Preprint Lean 4 · Mathlib — symmetry classes — theorems

Verified neural compilation of RoPE and gauge equivalences in transformers.

Different RoPE bands are different clocks. No exact rewrite can mix them — a Lean 4 theorem, not a metaphor.

Transformer weights admit non-trivial symmetries: rewrites under which the computed function is preserved exactly, and weaker loss-level degeneracies that training cannot distinguish. This survey catalogs the ones we have isolated so far — RoPE-commuting rotations, sign/phase gauges, parabolic stabilizers, observable quotients, and probe-induced fake equivalences — together with the newer boundary ledger: theorem-backed obstruction classes such as Class K bias/generation decoupling, and explicit bf16 precision budgets (bounded arithmetic semantics, dense–sparse refactor). Each is stated as a Lean 4 theorem; most are proven, the rest explicitly deferred (counts below). Gauge claims must survive probe refinement — the ones that do not are cataloged as fakes, not symmetries.

—

Theorems proven

—

Symmetry classes

—

Deferred

FIG 1 · Taxonomy of the 12 core symmetry classes · EDGES = subsumption / composition · full catalog below ■ gauge-free ■ training-invariant ■ probe-fake

01 · OVERVIEW

What is verified neural compilation?

Weight rewrites as compiler passes, each one carrying a Lean proof that the network still computes the same function.

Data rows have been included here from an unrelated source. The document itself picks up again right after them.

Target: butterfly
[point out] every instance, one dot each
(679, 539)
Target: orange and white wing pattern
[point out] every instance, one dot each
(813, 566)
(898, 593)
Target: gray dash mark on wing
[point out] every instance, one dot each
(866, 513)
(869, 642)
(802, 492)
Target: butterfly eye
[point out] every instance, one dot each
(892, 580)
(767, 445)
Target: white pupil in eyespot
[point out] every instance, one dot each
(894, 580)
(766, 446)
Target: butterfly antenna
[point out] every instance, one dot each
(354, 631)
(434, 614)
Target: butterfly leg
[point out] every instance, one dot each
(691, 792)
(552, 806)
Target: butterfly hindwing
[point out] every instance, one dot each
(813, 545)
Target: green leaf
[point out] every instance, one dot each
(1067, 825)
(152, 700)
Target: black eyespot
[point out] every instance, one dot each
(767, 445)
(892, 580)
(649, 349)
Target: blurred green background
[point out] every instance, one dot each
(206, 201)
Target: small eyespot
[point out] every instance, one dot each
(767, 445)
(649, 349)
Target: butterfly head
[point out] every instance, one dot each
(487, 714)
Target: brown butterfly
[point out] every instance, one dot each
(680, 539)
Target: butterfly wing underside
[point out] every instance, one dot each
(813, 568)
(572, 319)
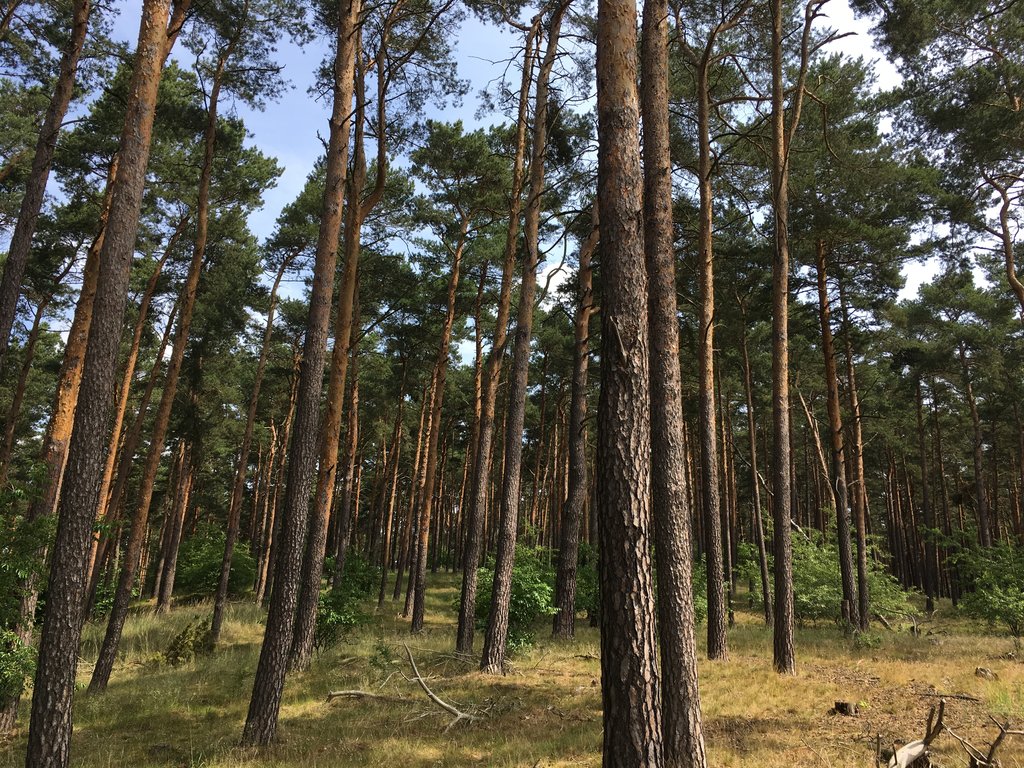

A trained transformer is a program, and its weights are the source code. Many different weight settings compute exactly the same function — the parameterization is redundant. Verified neural compilation treats that redundancy the way a compiler treats source rewrites: each weight transformation is a pass, and each pass ships with a machine-checked Lean 4 theorem that the rewritten network computes the same function as the original. The equalities are exact, in real arithmetic; this survey claims no approximate passes. Floating-point execution is outside the exact theorems' scope — where the survey touches it at all, it does so through an explicit axiomatic error budget (bounded arithmetic semantics, below), never through bit-level equality claims.

RoPE is what makes this tractable. Rotary position embedding turns the symmetry question into a commutant problem: which rewrites $R$ commute with the rotary operator $\Theta$? The flat-matrix classification answers this in full at the flat-head level, under nondegeneracy and pairwise-distinct-band hypotheses, and the commutant turns out to be rigid enough to support exact offline rewriting results. On the algebra side, distinct RoPE bands behave like different clocks, so any exact intertwiner between unequal bands vanishes. What survives on each band is exactly the two-parameter family $aI + bJ$ — complex multiplication on the corresponding 2D plane.

That exact classification has a direct engineering consequence: a rewrite that commutes with RoPE can be folded into the projection weights and absorbed back out by the output projection, with zero change in the exact attention block output and zero runtime cost. The rest of the survey maps out how far this picture extends — and, just as importantly, where it is an artifact of a too-coarse probe rather than a property of the network.

02 · SYMMETRY CLASSES

The three kinds of "same network" — and where they stop

RoPE commutants, gauge equivalences, and foldable reparameterizations — what each one preserves, and why each one matters. Then the boundary ledger: obstruction classes and precision budgets, where the exact picture ends.

RoPE commutants — what attention provably cannot see

At the local $2\times2$ level, the commutant of one nondegenerate rotation block is exactly the family $aI + bJ$. At the flat-head level, pairwise distinct cosine bands force every off-diagonal intertwiner block to vanish, so the full commutant becomes block-diagonal with one surviving complex scalar on each RoPE plane. Physically: different bands are different clocks, and a fixed exact rewrite cannot keep different clocks phase-locked.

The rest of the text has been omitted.